その一方で、現在、多くの組織がAIを使ったシステムに多額の資金を投じていますが、その導入戦略について明確なビジョンを持っている企業や、全社展開に向けたプロジェクトの優先順位付け、運用試験の実施などの導入プロセスについて、しっかりと考えている企業は、あまり多くありません。

また、2019年に米国証券業金融市場協会が開催したSIFMAオペレーション・カンファレンスの折に、銀行や資産管理会社、証券企業、コンサルティング会社、規制当局から集まった200人以上を対象に行われた調査によると、回答者の78%は、AI戦略を実用段階まで進めることができていないとしており、20%の回答者は、よくわからない、もしくはAIに関する取り組みを行う計画はない、と答えています。

しかし、AIを効果的に利用できなければ、金融企業は時流に取り残されて、生き残ることさえ難しくなると思われるため、系統立った積極的なアプローチをしないという選択肢は、もはや考えられないのが現実です。

多くの企業では、全社レベルの戦略的アプローチを取ることなく、場当たり的なソリューションを散発的に導入しています。
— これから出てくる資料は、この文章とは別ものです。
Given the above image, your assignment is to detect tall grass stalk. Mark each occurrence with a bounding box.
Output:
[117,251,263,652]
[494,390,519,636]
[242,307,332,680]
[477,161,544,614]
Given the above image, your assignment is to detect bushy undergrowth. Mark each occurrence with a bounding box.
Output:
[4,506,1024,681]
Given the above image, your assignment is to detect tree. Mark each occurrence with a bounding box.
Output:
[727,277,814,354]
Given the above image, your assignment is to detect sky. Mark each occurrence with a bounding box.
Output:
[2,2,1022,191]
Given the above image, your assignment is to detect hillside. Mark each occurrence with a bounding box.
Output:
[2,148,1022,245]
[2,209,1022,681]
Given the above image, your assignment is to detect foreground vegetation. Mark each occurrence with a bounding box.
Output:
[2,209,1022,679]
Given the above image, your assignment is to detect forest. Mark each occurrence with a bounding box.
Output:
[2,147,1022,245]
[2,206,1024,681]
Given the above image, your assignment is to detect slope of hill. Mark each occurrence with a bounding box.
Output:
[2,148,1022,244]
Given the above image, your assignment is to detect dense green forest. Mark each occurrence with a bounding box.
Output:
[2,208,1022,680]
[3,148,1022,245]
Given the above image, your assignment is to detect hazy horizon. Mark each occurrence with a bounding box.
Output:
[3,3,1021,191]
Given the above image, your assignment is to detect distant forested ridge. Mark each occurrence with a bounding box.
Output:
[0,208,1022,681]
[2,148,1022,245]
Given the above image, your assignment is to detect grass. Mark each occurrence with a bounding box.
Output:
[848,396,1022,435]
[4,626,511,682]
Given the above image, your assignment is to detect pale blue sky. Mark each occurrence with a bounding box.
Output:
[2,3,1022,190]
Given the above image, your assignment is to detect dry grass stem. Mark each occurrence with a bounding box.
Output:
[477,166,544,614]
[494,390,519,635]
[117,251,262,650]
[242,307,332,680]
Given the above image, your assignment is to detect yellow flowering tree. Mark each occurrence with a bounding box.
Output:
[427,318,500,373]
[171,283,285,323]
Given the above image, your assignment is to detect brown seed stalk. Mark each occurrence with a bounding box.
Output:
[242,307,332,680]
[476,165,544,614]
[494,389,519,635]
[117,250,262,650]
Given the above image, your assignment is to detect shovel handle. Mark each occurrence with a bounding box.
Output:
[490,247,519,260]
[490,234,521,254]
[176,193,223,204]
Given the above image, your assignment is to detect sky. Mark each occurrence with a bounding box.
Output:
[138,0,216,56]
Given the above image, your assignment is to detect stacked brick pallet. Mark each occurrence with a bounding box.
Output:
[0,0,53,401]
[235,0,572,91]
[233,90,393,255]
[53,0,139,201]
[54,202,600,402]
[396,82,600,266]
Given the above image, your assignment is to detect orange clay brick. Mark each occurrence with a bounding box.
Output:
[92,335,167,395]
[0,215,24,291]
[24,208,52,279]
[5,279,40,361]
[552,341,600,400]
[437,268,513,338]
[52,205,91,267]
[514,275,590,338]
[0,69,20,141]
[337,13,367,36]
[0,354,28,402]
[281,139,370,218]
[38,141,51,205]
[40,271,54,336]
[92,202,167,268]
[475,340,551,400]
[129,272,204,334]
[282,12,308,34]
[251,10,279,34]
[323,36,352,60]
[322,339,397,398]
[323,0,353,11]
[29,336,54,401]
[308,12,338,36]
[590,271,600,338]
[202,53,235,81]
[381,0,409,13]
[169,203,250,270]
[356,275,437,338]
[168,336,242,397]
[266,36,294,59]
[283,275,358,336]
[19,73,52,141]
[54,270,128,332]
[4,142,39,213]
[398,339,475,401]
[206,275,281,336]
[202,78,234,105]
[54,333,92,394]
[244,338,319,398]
このような状態を回避するには、AIの導入が、企業全体のDXプロジェクトであると同時に、社内のデジタル・データ機能を総点検する機会にもなると捉えることが必要です。そうすれば、AIへの投資から大きな見返りを得られる可能性は飛躍的に高まり、AIを取り巻く過剰宣伝に振り回されることもなくなるでしょう。

AIの導入を考える企業によくある失敗例として、その技術的側面に重点を置きすぎてしまうことが挙げられます。技術面に偏ることなく、AI導入に伴う人材や企業文化、業務の変化などの管理に関わる要素を特定し、プロジェクトを成功に導くことが大切です。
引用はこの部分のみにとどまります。